Decision Fatigue: il costo nascosto delle nostre decisioni (e come il Thinking Design lo riduce)
- Coffee Talks

- 6 set 2025
- Tempo di lettura: 2 min
Quante decisioni si prendono in una giornata?
Alcune sono piccole (cosa mangiare a pranzo), altre cruciali (strategie di business, investimenti, scelte di team). Eppure tutte hanno un costo: la nostra energia cognitiva.
La decision fatigue (affaticamento decisionale) è un fenomeno psicologico secondo cui più decisioni siamo costretti a prendere in un arco di tempo, più la qualità delle nostre scelte cala:
si diventa più impulsivi
si rimanda
si sceglie per “default” invece di valutare davvero le opzioni.

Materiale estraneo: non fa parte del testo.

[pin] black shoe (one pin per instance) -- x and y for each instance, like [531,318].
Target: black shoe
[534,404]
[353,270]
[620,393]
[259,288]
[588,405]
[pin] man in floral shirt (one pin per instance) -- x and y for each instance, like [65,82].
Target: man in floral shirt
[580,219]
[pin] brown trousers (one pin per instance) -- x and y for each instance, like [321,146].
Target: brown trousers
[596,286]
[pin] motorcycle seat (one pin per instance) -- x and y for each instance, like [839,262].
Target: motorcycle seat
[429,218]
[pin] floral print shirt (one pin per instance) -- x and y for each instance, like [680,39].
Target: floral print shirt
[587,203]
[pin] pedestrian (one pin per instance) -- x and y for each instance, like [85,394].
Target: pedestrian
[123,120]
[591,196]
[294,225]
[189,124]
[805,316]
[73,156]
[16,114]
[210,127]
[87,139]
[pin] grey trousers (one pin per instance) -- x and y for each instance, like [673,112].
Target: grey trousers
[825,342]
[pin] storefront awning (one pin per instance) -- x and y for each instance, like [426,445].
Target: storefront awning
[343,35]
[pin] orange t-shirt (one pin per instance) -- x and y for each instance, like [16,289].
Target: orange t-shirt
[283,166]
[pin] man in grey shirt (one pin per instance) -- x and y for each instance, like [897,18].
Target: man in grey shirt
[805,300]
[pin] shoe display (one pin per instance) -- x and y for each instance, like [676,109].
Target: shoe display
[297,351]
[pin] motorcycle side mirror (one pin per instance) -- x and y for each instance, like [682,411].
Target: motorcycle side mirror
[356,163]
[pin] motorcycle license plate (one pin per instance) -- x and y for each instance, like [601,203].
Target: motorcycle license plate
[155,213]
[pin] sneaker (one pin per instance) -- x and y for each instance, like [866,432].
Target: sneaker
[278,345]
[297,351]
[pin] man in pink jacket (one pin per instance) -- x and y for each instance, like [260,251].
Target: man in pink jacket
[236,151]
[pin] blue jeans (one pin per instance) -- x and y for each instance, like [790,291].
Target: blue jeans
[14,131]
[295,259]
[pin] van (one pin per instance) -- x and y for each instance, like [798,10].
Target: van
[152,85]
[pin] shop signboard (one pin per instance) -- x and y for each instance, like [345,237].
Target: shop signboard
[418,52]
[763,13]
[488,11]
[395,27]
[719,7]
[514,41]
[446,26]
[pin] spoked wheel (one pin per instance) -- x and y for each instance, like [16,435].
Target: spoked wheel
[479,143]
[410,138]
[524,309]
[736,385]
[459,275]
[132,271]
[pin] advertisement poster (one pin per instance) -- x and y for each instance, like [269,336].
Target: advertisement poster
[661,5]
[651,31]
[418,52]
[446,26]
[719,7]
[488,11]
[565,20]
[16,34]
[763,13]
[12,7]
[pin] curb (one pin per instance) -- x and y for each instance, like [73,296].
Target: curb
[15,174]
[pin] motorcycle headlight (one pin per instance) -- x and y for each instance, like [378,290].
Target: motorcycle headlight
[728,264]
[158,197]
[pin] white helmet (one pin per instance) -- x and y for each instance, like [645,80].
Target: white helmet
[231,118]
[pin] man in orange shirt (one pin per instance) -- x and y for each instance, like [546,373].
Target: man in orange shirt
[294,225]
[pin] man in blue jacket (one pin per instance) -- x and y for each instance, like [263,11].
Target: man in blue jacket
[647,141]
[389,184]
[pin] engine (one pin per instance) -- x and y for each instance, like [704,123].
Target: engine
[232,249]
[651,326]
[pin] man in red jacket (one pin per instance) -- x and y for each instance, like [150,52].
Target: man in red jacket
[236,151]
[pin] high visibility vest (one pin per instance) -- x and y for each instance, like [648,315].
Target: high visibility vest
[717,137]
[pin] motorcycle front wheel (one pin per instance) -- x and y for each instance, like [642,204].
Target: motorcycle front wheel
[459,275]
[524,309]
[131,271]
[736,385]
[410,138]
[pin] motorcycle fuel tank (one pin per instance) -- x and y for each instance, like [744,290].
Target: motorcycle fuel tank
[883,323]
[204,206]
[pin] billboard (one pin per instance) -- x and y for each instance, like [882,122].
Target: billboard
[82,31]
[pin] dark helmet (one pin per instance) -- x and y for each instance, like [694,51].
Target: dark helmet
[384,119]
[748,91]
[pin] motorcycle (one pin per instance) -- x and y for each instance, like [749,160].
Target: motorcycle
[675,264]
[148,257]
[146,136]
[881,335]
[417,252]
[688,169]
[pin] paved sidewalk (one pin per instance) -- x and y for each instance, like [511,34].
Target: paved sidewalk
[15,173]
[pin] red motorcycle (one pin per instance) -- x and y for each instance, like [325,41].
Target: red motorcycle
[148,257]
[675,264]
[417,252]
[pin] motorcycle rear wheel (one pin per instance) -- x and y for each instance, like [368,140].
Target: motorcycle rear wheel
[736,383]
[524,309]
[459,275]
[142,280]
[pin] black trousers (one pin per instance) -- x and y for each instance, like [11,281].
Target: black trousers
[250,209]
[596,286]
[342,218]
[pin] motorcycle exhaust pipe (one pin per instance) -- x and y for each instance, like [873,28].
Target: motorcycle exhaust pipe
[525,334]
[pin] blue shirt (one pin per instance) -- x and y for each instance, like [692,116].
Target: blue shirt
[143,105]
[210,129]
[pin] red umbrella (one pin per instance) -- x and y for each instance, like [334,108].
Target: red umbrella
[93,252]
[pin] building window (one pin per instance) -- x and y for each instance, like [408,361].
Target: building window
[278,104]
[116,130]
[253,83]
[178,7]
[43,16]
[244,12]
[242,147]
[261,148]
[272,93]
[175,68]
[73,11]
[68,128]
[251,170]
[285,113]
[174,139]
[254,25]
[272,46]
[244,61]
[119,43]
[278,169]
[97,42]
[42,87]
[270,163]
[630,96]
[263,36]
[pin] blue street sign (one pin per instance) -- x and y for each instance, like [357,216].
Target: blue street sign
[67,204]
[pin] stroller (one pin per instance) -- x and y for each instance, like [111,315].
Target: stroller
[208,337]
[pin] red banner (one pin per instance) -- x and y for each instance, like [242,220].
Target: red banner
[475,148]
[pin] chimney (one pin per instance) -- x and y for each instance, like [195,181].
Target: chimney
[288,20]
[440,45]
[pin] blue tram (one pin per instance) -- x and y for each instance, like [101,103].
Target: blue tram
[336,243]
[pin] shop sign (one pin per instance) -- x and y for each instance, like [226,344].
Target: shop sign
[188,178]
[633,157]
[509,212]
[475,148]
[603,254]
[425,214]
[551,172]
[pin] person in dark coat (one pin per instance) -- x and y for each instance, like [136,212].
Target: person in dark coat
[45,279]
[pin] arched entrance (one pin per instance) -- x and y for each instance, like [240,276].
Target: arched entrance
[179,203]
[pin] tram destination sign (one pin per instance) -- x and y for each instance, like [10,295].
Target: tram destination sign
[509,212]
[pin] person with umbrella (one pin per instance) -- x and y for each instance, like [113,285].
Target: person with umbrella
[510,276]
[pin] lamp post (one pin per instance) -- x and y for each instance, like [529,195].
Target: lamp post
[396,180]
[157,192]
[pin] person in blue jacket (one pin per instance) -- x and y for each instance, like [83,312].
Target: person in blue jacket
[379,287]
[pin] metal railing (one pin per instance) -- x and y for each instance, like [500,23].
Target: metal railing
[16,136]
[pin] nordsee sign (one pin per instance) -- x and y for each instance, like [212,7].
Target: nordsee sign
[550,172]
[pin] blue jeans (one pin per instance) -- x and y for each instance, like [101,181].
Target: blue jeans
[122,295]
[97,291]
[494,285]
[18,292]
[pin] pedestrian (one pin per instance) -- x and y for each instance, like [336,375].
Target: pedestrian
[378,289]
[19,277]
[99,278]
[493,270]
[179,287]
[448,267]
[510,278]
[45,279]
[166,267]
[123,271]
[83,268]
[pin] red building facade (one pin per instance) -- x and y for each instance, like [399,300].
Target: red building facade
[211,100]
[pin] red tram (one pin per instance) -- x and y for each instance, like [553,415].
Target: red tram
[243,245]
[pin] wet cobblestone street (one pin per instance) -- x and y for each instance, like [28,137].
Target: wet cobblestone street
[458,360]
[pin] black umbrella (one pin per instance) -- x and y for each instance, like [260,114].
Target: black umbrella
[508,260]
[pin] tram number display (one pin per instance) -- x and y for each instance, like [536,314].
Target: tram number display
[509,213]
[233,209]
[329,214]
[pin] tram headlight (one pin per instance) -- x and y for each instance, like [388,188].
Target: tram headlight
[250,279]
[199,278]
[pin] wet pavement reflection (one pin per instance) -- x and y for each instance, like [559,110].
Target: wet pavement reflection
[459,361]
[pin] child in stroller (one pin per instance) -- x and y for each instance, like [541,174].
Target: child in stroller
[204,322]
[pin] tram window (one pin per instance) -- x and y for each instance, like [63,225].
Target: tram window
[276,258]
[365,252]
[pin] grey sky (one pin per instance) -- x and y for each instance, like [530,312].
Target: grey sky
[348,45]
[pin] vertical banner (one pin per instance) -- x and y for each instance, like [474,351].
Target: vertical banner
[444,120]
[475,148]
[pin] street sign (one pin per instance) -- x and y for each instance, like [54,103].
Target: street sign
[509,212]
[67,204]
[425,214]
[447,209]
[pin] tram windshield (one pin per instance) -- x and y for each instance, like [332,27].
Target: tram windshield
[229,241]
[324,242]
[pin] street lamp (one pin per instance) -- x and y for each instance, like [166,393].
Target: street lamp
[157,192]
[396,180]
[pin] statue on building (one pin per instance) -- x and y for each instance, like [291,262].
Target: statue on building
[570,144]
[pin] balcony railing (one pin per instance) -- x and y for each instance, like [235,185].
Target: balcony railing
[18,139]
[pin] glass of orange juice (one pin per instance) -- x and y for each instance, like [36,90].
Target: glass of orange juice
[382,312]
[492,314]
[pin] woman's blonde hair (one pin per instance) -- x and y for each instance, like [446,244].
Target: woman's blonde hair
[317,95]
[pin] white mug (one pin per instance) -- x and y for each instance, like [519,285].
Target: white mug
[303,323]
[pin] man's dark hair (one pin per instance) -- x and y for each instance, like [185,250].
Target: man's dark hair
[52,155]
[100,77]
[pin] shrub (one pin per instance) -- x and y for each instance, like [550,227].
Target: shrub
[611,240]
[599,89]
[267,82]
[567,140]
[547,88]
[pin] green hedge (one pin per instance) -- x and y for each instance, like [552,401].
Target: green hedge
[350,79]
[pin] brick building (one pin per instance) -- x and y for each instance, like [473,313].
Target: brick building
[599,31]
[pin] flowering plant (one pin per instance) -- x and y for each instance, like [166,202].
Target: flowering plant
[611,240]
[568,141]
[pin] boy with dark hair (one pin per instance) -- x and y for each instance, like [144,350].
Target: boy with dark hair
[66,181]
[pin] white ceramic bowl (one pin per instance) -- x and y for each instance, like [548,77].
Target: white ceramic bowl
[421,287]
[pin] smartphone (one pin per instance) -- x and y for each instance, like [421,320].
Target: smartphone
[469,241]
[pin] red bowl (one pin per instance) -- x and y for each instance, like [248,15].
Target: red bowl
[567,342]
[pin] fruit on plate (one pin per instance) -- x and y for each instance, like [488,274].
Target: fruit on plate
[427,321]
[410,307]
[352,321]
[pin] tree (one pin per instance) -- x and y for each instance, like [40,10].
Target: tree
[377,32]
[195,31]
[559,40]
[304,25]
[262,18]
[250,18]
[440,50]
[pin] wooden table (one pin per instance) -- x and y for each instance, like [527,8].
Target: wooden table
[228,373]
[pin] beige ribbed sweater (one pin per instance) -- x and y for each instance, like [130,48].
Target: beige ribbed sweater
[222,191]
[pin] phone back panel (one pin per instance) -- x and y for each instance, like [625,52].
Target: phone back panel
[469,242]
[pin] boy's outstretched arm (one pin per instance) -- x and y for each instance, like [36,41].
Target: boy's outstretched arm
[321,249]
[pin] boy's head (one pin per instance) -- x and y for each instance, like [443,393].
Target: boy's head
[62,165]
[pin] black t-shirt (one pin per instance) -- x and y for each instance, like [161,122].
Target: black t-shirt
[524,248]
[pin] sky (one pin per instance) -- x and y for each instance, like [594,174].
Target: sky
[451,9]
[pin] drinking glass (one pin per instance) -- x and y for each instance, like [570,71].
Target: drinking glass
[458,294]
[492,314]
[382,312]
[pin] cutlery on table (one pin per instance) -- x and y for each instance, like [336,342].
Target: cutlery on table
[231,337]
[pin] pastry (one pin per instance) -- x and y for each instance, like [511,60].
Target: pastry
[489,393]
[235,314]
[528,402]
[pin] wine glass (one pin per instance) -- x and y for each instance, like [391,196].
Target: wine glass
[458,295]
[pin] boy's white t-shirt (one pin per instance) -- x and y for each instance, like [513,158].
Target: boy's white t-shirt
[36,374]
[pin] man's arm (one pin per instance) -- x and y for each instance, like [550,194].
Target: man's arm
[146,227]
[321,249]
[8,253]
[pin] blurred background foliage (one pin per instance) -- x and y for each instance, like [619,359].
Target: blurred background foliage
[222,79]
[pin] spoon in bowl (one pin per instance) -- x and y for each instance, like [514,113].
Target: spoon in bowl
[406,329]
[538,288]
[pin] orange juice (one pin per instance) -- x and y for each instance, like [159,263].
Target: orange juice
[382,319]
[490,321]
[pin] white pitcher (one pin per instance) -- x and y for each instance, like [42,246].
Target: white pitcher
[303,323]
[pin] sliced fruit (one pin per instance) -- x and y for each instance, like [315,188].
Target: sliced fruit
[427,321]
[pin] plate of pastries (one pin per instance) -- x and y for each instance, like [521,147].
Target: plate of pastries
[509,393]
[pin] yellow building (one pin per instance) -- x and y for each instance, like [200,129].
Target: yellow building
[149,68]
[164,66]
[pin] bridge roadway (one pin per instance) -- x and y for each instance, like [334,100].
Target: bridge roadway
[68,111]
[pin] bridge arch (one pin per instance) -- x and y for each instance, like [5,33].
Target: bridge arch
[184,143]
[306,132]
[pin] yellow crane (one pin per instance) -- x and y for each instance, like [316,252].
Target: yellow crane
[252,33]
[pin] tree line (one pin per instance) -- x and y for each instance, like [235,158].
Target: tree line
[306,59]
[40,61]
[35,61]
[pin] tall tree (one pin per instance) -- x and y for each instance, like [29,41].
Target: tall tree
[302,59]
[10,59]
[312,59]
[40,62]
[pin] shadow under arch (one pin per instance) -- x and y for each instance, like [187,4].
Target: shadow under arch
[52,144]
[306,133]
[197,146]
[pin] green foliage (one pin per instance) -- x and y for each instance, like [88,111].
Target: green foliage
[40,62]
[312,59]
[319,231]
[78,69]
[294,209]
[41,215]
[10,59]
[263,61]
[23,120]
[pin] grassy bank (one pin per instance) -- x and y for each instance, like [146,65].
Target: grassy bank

Infatti, la nostra mente consuma energia nel valutare opzioni e dopo un po’ non riesce più ad essere efficiente e operare secondo criterio. Ed è, quindi, a questo punto che troviamo consumatori che scelgono prodotti meno coerenti dopo tante opzioni o manager che prendono scorciatoie cognitive sotto pressione.
Grazie all’ approccio strutturato del thinking design, il peso delle decisioni si riduce, aiutandoci ad intraprendere la “strada giusta”, tramite gli svariati framework a nostra disposizione, che contesti che facilitano decisioni migliori
1. Design Thinking
Alterna fasi divergenti (generare idee) e convergenti (scegliere).
Permette di prendere decisioni quando serve, con criteri chiari.
2. Double Diamond
Divide il processo in 4 fasi (Discover, Define, Develop, Deliver).
Evita di confondere il momento creativo con quello decisionale.
3. Lean UX & Agile
Sprint brevi = scelte distribuite e meno pesanti.
Iterazioni continue: non serve decidere tutto e subito, si impara facendo.
4. La Matrice di Eisenhower
aiuta a distinguere i task urgenti da quelli importanti
ordina le nostre priorità
E tanti altri.
Non dobbiamo dimenticare che la decision fatigue è inevitabile; quello che possiamo, però fare è disegnare processi che alleggeriscano il nostro carico mentale, distribuendo le decisioni nel tempo e usando strumenti visuali e collaborativi che rendano i percorsi chiari.
In questo modo, non solo prendiamo decisioni migliori: preserviamo le energie per quelle che contano davvero.